The first thing I care about is, for each of the other points in the cloud, what point on the East - West axis are they closest to? In other words, what is their perpendicular projection onto the axis? I’m already doing this, getting a score defined as -1 for the Eastern example and +1 for the Western example, about 0 at the center of the cloud, and ranging as high as about +/- 3 for points on the cloud edge.
I recognize that if I were doing principal component analysis, my score would be similar to the first principal component, if the first eigenvector happened to go through Eastern and Western. But it doesn’t, and I want to be able to describe my axis arbitrarily on the basis of my example points.
The second thing I care about – and this is the one I don’t know how to calculate – is, what is the distance between each cloud point and its projected location on my axis? Said another way, I want to know, for each point, how badly do I describe the point by pretending it is just a point on the East West spectrum?
If I’m following you, then you’re just talking about vector manipulations and not anything overly special. If all your points can be represented by five-vectors with the origin represented as (0,0,0,0,0), then the thing you’re already doing – finding the projections along the East-West axis – can be accomplished with a dot product of the vector of interest and the unit vector constructed from the East point’s vector (e.g., eastVector / |eastVector| ). In the happy case that your East-West axis is one of your working dimensions to begin with, then the projection amounts to just reading off the appropriate coordinate in any given five-vector’s representation.
For the second part that you aren’t yet doing: it sounds like you are looking for either the distance between the original point and the projected point, or the difference in vector lengths between the original vector and the projected vector. Both of these are vector manipulations as well. The first is just |vectorOrig - vectorProj|, and the second is just |vectorOrig| - |vectorProj|. In either case you may also be interested in dividing the difference by |vectorOrig| to get a sort of fractional error (0=projection is same; 1=projection threw away entirety of original vector).
Throughout, I’ve assumed the five dimensions have commensurate units. That is, distance can be calculated in the usual Pythagorean way. If not, then you would need some metric when calculating vector magnitudes to define how distance in one dimension relates to distance in another dimension. But I’ll save that for follow-up depending on what in the above is or isn’t actually applicable to your situation.
First I can tell you how to calculate it…
I assume that your points are represented by 5-lines, 1 column vectors.
Let u be a unit vector pointing along the East-West axis
(e.g. u = (East-West)/|East-West|).
For each point x, the norm of the projection of x on the east-west axis is (u’.x)
The projection of x on the axis is (u’.x)u
The remainer is x-(u’.x)u
So the distance between x and the East-West axis is |x-(u’.x)u|
Note that these computations assume that your East-West axis passes though zero.
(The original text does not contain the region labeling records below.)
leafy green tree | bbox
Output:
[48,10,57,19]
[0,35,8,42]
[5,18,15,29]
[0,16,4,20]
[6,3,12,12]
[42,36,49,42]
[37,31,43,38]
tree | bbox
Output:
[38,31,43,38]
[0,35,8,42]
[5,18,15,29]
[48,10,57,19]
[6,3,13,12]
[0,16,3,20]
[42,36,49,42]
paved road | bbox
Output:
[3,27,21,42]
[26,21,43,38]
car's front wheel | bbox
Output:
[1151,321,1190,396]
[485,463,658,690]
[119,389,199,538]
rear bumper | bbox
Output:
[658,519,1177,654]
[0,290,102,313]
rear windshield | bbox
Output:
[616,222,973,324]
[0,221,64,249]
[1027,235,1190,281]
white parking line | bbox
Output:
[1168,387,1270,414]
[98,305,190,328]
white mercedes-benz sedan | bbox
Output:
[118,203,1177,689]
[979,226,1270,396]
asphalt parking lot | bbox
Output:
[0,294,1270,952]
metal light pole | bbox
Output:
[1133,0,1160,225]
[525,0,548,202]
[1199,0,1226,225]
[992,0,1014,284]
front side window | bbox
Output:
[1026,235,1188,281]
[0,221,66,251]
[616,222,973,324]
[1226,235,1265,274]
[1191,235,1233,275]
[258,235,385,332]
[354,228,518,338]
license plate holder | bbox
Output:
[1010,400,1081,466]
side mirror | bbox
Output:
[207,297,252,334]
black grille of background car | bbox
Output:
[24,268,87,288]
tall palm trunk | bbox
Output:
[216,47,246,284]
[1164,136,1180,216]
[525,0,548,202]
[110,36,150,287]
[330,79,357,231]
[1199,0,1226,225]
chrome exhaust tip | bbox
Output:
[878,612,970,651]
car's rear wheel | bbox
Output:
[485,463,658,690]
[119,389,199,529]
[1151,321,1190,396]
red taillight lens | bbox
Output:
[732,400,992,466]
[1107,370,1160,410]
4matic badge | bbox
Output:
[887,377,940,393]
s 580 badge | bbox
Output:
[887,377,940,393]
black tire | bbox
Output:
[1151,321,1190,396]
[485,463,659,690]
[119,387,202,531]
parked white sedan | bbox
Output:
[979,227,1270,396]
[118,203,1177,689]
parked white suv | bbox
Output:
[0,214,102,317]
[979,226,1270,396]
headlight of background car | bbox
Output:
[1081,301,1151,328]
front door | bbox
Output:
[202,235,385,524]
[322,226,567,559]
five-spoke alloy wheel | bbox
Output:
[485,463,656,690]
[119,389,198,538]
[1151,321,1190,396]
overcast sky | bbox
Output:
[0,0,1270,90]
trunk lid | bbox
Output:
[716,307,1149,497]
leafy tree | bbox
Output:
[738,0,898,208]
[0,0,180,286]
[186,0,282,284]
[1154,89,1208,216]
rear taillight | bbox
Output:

If not, you may want to move the zero somewhere on this axis ;).
Now, for the name of what you try to compute… in statistics, you would say it is the Euclidean distance between your points and the East-West axis. You could also compute the angle between the vectors x and u.
At the population level, you could compute the sum of square norms of all vectors x (call it SStot) and the sum of square residuals (call it SSres)… then you could compute (1-SSres/SStot) and call it the percentage of variance on the East-West axis.